Luego el Auriga, otra cima. Un bronce que nos habla. Sus manos, nos hablan. Sus pies, sus ojos, su cabello, nos habla. ¿Qué nos dice el Auriga, que lleva tanto tiempo frenado en mitad de una carrena, extraído, extirpado del movimiento al que perteneció, sin que nadie se lo haya nunca explicado? Palabras de consuelo, que no de esperanza.
El recorrido por el sitio arqueológico se dilata casi dos horas. Hay que subir, siempre. Aquí la masa turística se espesa más, para hacer (y hacerse) las fotos hay que acompasarse al ritmo de la circulación de personas, hacerse sangre por así decirlo, en sentido figurado por supuesto. Del templo de Apolo, donde estaba la grieta en el suelo a través de la cual salían las emanaciones vaporosas de la tierra que embriagaban a la pitia, es decir, el oráculo, apenas queda nada: destruido por paganismo, caso cerrado según Teodosio. Resulta imposible hacerse una idea completa de lo que debió ser este recinto santo. Todas las ciudades venían aquí a ofrendar y hacer capillas. Sólo queda en pie el espectacular y coqueto Tesoro de los Atenienses, que flanquea la entrada al oráculo, como una especie de vestíbulo. Se sigue subiendo, la cuesta se empina, sobra la ropa, hace calor, hay gatos señores del paisaje y a partir del teatro, hacia arriba, hacia el estadio, el frío serrano se manifiesta otra vez aunque sólo lo suficiente para enfriar el sudor.

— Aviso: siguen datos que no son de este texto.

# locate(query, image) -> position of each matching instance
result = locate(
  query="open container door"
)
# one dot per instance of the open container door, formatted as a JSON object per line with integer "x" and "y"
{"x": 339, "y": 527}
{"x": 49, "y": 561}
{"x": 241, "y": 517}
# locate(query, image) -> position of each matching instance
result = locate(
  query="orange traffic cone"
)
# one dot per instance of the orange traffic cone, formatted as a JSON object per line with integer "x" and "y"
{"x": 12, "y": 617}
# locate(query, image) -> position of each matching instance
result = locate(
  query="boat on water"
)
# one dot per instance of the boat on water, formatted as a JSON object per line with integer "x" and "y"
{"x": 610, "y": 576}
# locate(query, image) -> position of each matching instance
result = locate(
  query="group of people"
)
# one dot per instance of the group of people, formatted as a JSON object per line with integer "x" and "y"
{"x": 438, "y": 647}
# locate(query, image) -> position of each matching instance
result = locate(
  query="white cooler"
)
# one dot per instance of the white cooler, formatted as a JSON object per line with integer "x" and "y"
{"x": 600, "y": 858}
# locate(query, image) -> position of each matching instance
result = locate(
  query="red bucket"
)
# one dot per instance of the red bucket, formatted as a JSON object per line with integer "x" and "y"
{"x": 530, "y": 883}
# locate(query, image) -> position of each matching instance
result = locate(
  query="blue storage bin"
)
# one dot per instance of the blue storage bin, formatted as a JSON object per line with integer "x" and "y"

Bajamos en coche medio kilómetro para terminar nuestra visita en el santuario de Atenea Pronaia, la casa que recibía a los peregrinos del Ática, donde está el famoso Tholos que la gente confunde (¡hasta Google!) con el oráculo. Como si se confunde hoy la casa de los sanluqueños o de Triana en El Rocío con la ermita misma.
Almorzamos casi a la hora de merendar en Arájova, un pueblo bello y rico a diez minutos de Delfos, en la ladera del Parnaso: es una estación de esquí y hoy domingo rebosa de gente. La carne de ternera estofada con tomate y canela me transporta al reino del goce; casi no hace falta el cuchillo, las hebras de la carne se van despegando una a una con sólo el tenedor y un poco de pan. Abandono Delfos con una sensación plena de redondez.
En la carretera, atasco. A media hora de Atenas, en el enésimo peaje, dos padres de familia se lían a hostias. Sólo entendemos ¡malaka!, que lo decían mucho los griegos de la segunda temporada de The Wire. Incluso en este rincón de la Europa oriental la pesadumbre del domingo por la tarde carga de pena las almas, la gente hace lo que sea por olvidarlo. Llegamos y sólo son las siete de la tarde. Me da tiempo de comprar para llevarme un par de pimientos y tomates rellenos con arroz y yerbabuena. Anoche, en este mismo establecimiento frente a nuestro apartamento, probé unas excelentes lentejas (¡fakés!). Iba a echar ya, ciertamente, la carne por las orejas.
Hay que hacer la maleta. Espero volver la década que viene.